Top: This diagram shows that side lobes occur at the points where the distances traversed by the ultrasound pulse from each edge of the crystal face differ by exactly one wavelength. The distance from the left edge of the crystal (P1) to the position of side lobe 1 is exactly one wavelength (λ) longer than the distance from the extreme right edge of the crystal (P2) to the position of side lobe 1. Bottom: The beam intensity plot formed by sweeping along an arc at focal length F. (From Geiser EA: Echocardiography: physics and instrumentation. In Skorton DJ, Schelbert AR, Wolf GL, Brundage BH [eds]: Marcus Cardiac Imaging, 2nd ed. Philadelphia: WB Saunders, 1996, p 280. Used with permission.)
Resolution
Image resolution occurs for each of three dimensions (Fig. 1-9):
Figure 1–9 Axial, lateral, and elevational slice thickness in three dimensions for a phased-array transducer ultrasound beam.
A, Axial resolution along the direction of the beam is independent of depth; lateral resolution and elevational resolution are strongly depth dependent. Lateral resolution is determined by transmit and receive focus electronics; elevational resolution is determined by the height of the transducer elements. At the focal distance, axial is better than lateral and is better than elevational resolution. B, Elevational resolution profile with an acoustic lens across the transducer array produces a focal zone in the slice thickness direction. (From Bushberg JT, et al: The Essential Physics of Medical Imaging.
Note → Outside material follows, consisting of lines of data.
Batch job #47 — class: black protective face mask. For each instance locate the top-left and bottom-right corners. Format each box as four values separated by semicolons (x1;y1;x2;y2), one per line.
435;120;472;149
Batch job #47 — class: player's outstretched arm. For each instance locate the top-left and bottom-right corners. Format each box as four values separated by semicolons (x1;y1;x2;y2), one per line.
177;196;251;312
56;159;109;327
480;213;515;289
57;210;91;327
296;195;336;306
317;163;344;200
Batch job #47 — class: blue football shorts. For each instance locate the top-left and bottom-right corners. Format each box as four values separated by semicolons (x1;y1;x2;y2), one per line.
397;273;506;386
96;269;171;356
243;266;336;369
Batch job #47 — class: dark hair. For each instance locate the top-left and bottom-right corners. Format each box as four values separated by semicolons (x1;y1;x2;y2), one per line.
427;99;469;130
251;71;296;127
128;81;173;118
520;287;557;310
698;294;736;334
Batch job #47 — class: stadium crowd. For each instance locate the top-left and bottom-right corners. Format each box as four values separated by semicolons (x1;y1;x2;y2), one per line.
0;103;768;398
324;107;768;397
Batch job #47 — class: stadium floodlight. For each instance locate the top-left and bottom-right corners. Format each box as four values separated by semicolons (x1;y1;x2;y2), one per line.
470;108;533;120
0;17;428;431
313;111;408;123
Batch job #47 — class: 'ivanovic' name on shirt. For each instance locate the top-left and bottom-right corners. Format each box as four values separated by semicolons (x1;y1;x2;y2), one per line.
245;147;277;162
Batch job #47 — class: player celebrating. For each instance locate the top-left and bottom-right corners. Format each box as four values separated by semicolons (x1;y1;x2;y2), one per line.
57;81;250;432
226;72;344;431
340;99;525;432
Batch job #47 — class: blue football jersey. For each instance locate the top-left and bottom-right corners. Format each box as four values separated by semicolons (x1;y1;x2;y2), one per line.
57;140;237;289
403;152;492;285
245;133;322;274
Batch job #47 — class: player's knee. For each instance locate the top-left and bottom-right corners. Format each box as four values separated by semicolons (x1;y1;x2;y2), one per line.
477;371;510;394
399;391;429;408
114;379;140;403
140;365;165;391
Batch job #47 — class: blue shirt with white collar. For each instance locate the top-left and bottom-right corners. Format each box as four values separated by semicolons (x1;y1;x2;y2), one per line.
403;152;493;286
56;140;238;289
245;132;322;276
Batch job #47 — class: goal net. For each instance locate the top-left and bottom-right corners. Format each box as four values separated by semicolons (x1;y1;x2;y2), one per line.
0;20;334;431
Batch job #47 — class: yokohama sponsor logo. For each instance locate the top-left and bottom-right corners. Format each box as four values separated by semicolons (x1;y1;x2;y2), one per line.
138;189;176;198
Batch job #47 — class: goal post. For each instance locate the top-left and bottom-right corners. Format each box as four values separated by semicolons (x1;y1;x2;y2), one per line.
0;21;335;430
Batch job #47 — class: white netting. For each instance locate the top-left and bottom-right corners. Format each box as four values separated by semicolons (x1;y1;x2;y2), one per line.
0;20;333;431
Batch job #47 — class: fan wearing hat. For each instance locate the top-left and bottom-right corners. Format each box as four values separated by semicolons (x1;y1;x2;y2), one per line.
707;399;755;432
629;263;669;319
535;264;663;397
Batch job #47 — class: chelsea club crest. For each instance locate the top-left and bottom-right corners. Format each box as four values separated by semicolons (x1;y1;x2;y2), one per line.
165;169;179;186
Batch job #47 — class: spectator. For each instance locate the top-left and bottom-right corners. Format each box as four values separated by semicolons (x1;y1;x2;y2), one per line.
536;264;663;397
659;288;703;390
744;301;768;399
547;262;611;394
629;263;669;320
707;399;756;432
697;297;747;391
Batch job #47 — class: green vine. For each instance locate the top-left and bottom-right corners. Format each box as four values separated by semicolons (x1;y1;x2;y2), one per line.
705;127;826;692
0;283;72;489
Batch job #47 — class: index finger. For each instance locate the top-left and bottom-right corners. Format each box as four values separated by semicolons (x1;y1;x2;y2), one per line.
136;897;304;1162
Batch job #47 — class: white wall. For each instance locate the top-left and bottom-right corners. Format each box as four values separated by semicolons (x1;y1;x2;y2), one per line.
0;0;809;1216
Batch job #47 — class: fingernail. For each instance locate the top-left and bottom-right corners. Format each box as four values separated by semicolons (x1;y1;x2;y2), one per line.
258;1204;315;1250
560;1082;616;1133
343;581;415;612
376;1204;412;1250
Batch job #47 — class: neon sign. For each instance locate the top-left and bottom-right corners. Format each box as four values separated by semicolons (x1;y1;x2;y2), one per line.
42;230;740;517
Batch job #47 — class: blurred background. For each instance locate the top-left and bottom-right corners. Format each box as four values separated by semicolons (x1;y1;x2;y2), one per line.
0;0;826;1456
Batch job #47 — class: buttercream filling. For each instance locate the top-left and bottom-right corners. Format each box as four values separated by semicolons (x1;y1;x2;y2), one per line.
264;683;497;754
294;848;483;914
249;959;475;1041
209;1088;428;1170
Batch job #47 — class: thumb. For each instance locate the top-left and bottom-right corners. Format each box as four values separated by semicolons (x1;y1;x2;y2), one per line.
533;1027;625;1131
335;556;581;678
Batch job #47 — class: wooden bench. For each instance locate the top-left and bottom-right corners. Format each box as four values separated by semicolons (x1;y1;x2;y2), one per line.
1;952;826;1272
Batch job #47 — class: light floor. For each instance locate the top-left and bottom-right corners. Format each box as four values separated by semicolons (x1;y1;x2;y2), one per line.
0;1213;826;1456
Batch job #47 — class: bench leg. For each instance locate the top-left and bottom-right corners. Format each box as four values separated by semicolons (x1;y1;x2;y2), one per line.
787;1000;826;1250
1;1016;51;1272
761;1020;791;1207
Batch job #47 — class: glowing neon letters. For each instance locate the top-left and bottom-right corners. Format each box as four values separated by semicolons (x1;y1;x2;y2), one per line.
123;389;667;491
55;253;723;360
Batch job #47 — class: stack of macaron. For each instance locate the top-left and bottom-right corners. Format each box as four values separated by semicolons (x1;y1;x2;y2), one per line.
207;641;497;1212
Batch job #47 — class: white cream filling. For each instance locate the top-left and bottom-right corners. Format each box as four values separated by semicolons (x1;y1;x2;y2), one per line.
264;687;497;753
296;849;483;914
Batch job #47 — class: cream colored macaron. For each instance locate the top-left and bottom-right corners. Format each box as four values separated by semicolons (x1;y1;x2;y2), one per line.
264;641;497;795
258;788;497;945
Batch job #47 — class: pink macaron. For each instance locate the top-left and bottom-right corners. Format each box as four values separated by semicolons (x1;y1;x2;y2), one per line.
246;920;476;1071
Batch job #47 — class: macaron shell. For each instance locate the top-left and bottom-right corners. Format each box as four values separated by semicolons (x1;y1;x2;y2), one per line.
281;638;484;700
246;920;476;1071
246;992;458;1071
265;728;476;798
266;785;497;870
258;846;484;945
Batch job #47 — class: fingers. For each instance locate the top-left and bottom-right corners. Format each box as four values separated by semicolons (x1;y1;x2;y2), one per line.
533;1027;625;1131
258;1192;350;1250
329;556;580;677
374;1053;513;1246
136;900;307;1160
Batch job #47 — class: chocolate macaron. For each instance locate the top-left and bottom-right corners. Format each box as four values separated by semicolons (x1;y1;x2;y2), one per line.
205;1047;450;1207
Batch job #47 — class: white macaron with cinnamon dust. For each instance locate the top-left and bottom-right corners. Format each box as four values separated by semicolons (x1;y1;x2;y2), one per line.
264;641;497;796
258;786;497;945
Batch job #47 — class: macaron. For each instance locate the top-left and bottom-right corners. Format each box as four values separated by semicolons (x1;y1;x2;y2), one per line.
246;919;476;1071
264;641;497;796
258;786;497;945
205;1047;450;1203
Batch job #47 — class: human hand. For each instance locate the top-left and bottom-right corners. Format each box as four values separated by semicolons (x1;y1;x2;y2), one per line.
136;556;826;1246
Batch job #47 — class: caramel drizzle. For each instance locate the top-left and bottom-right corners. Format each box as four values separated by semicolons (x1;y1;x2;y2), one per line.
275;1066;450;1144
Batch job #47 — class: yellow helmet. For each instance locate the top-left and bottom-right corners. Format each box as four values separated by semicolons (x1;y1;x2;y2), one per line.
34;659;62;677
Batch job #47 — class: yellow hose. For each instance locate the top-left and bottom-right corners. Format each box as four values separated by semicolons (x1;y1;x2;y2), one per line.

Philadelphia: Lippincott Williams & Wilkins, 2002, Fig. 16-21).
Axial resolution along the length of the ultrasound beam
Lateral resolution side to side across the 2D image
Elevational resolution or thickness of the tomographic slice
Of these three, axial resolution is most precise, so quantitative measurements are made most reliably using data derived from a perpendicular alignment between the ultrasound beam and structure of interest. Axial resolution depends on the transducer frequency, bandwidth, and pulse length but is independent of depth (Table 1-4). Determination of the smallest resolvable distance between two specular reflectors with ultrasound is complex but is typically about twice the transmitted wavelength; higher-frequency (shorter-wavelength) transducers have greater axial resolution. For example, with a 3.5 MHz transducer, axial resolution is about 1 mm, versus 0.5 mm with a 7.5 MHz transducer. A wider bandwidth also improves resolution by allowing a shorter pulse, thus avoiding overlap between the reflected ultrasound signals from two adjacent reflectors.
Table 1-4
Determinants of Resolution in Ultrasound Imaging
Axial Resolution
Transducer frequency
Transducer bandwidth
Pulse length
Lateral Resolution
Transducer frequency
Beam width (focusing) at each depth∗
Aperture (width) of transducer
Bandwidth
Side and grating lobe levels
Elevational Resolution
Transducer frequency
Beam width in elevational plane
Lateral resolution varies with the depth of the specular reflector from the transducer, primarily related to beam width at each depth. In the focal region where beam width is narrow, lateral resolution may approach axial resolution, and a point target will appear as a point on the 2D image. At greater depths, beam width diverges so a point target results in a reflected signal as wide as the width of the beam, which accounts for “blurring” of images in the far field. If the 2D image is examined carefully, progressive widening of the echo signals from similar targets along the length of the ultrasound beam can be appreciated (Fig. 1-10). Erroneous interpretations occur when the effects of beam width are not recognized. For example, beam width artifact from a strong specular reflector may appear to be an abnormal linear structure. Other factors that affect lateral resolution are transducer frequency, aperture, bandwidth, and side and grating lobe levels.